Lakshmi Priya Muthe
PhD in Materials and Processing
Materials and Processing
- PhD in Materials and Processing
- Materials and Processing
- University of Waikato 2022 3MT Doctoral Final winner
- Professor John D McCraw Memorial Trophy for Outstanding Oratory Presentation of Doctoral Research
The pressure is on to find new and sustainable replacements for petrochemical-based plastics, and at the University of Waikato students are working on viable solutions, focusing on bio-derived materials.
One of those students is Lakshmi Priya Muthe from the School of Engineering whose PhD topic is 3D and 4D printing of bio-derived fibre reinforced PLA (Poly lactic acid) composites.
“My research is focused on developing strong bio-derived materials that can respond to changes in their environment in a useful manner,” Lakshmi says. “Using bio-derived materials also opens possibilities for bio-mimicking, where we can expand the applications of the materials to involve shape-morphing technology.”
Her background is in aeronautical engineering and she has a Masters in Aerospace Materials from the UK.

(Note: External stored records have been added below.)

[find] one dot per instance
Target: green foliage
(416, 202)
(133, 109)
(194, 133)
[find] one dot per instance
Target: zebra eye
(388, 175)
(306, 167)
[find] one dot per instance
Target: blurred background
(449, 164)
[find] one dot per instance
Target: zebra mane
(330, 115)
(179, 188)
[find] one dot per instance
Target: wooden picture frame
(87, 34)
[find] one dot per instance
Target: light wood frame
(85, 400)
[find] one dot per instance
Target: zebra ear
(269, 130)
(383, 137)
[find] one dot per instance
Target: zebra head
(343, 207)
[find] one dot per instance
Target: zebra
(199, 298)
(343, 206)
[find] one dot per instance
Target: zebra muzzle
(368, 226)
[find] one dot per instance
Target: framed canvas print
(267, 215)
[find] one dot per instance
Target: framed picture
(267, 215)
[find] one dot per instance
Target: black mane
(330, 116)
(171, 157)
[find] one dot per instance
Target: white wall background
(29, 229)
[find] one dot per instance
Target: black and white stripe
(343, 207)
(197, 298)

“During all my masters lectures, the ones that focused on sustainable materials stuck with me, and I couldn’t wait to understand more about the possibilities these materials had in high technology demanding industries like the automobile and aerospace industries. That’s what’s driven me to my PhD. It’s the best-case scenario I could’ve asked for.”
Studying during a pandemic caused Lakshmi a few headaches. She completed her first year remotely at home in India, then, because she needed to be in a lab, she put her study on hold for a year until she could get to New Zealand. So it was with some relief that she arrived in Hamilton in January this year to continue her PhD study in Materials and Processing.
“It was great to finally meet my supervisors Professor Kim Pickering and Dr Christian Gauss in person and to work as part of the polymer composites group on campus. That group’s one of the most supportive research groups I’ve been part of,” Lakshmi says.
She thinks there are two things people should ensure they get before starting high-level research degrees: the right project and the right supervisor.
“In my experience, these two things make all the difference.”
She gets some relief from her doctoral study by working as a lab demonstrator for first- and third-year Engineering students, and she also works as a student ambassador for student outreach activities that the University runs.
Lakshmi outlined her PhD research at the recent University of Waikato’s 3MT (three-minute thesis competition), which she entered to gain more confidence when talking about her research. She was thrilled to be judged the winner, awarded the Professor John D McCraw Memorial Trophy for Outstanding Oratory Presentation of Doctoral Research and a cash prize of $1000.
On September 26, she’ll be representing Waikato University at the 2022 Virtual Asia-Pacific 3MT Competition semi-finals.